Plaintiff filed a motion for reconsideration, arguing that the trial court had erred in
valuing his 401(k) at $94,700.00 by including the contributions he made after the complaint for
divorce was filed. Plaintiff also argued that using a 5.15% rate of return compounded for three
years, defendant’s share of the 401(k) should have been $29,721. He therefore concluded that
the correct calculation as of the date of the motion to enforce should have resulted in a payment
of $58,360.00.3 Defendant responded that the trial court had not treated “its determination as a
true ‘math problem,’ ” but rather as a weighing of the equities on the whole record, so the exact
figure used was merely “a demonstrative calculation.” The trial court denied plaintiff’s motion.
II. STANDARD OF REVIEW
A settlement agreement such as a property settlement in a divorce is construed as a
contract. In re Lett Estate, 314 Mich App 587, 599; 887 NW2d 807 (2016). The same legal
principles that generally govern the interpretation of contracts govern the parties’ settlement
agreement in a divorce case. Id. at 599-600. Thus, a consent judgment of divorce must be
interpreted according to the plain and ordinary meaning of its terms. Id. at 600. Interpretation of
unambiguous and unequivocal contract language is a question of law that this Court reviews de
novo. MacInnes v MacInnes, 260 Mich App 280, 283; 677 NW2d 889 (2004). All the parts
must be harmonized as much as possible, and each word of the contract must be given effect if
possible.

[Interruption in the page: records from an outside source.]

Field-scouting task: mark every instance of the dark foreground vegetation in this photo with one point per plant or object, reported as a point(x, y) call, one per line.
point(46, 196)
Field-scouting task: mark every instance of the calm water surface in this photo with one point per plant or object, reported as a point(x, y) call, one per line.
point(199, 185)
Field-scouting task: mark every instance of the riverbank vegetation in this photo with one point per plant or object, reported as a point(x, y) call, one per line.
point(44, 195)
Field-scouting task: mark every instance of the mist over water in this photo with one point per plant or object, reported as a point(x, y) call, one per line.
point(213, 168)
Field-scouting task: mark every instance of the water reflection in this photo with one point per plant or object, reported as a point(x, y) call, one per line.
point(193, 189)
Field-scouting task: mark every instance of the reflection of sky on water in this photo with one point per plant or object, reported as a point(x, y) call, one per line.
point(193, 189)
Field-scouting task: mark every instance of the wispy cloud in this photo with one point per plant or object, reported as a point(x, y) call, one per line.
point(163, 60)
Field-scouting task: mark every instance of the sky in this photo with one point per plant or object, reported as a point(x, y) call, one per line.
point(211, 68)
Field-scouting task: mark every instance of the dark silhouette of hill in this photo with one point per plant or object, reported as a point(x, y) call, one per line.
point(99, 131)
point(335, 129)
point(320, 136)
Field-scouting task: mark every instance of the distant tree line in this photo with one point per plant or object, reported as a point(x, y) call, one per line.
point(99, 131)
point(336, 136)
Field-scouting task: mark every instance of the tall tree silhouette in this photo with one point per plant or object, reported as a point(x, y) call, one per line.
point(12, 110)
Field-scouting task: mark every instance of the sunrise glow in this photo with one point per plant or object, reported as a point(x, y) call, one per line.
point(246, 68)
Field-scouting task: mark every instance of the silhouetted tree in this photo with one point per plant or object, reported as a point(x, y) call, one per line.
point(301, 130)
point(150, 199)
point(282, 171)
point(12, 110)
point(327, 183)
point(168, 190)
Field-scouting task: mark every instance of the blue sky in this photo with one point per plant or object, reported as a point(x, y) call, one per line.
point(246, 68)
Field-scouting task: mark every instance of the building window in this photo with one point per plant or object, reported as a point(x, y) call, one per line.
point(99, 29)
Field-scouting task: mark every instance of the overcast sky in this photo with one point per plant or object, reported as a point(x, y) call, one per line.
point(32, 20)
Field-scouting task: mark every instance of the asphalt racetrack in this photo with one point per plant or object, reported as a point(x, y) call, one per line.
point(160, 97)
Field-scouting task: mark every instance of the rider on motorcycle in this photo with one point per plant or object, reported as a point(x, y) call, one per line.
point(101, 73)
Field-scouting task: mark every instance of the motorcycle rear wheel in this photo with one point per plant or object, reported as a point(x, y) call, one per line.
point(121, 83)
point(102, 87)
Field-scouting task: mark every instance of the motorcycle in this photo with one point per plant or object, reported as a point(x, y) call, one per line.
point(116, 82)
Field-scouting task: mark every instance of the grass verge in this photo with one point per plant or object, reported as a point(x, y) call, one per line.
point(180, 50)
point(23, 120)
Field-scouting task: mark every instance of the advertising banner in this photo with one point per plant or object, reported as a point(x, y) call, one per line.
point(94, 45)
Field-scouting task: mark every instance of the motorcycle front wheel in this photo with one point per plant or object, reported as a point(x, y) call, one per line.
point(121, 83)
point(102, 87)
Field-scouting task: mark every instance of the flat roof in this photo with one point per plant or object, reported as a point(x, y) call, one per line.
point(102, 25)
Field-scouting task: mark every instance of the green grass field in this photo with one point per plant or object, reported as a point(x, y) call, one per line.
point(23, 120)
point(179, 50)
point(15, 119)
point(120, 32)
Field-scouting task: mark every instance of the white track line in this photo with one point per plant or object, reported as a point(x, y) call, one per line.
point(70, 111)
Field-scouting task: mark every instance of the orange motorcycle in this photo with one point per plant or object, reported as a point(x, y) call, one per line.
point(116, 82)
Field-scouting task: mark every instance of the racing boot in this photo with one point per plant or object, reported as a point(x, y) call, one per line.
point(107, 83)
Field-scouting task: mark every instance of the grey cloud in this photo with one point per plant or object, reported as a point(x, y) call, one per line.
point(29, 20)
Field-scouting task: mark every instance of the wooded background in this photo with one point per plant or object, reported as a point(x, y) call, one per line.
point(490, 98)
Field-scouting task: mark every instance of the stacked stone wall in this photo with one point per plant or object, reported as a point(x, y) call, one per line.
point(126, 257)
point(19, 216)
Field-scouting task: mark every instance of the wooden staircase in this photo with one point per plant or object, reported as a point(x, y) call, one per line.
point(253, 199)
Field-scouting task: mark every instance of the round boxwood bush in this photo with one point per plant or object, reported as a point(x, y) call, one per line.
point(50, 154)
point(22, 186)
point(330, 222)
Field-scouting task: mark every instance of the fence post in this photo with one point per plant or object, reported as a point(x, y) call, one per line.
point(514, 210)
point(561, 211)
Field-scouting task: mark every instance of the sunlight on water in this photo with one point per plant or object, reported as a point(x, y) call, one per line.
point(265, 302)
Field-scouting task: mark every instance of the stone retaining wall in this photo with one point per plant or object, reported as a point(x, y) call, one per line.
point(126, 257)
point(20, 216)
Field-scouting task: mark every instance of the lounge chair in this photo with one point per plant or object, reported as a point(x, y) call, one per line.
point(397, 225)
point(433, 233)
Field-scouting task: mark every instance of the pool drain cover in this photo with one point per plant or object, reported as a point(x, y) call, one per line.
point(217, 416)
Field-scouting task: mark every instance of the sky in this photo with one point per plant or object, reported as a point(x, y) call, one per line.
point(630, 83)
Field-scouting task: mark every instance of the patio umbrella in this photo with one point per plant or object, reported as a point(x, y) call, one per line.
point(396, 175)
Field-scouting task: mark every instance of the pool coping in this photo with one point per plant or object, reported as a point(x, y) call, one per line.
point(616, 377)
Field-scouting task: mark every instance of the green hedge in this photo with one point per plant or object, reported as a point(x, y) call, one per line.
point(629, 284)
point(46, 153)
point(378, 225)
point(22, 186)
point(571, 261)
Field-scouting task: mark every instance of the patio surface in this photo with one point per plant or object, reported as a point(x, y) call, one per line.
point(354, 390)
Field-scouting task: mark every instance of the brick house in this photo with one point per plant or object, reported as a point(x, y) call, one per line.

Smith v Smith, 292 Mich App 699, 702; 823 NW2d 114 (2011), citing Duval v Aetna
Casualty & Surety Co, 304 Mich 397, 401; 8 NW2d 112 (1943).
III. LEGAL PRINCIPLES
Courts are bound by property settlements reached through negotiations and agreement by
parties to a divorce action in the absence of fraud, duress, mutual mistake, or severe stress that
prevented a party from understanding the nature and effect of the act in which he or she was
engaged. Keyser v Keyser, 182 Mich App 268, 269-270; 451 NW2d 587 (1990). See also Lentz
v Lentz, 271 Mich App 465, 471-472; 721 NW2d 861 (2006), where this Court stated:
1
(((230,900 + 50,000 + 12,500) / 2) - 12,500) = 134,200.
2
(((94,700 + 87,000 + 7,900) / 2 ) - 7,900) = 86,900.
3
(((29,721 + 87,000 + 7,900) / 2) - (7,900 / 2)) = 58,360.50. Plaintiff apparently rounded down
to the nearest whole dollar.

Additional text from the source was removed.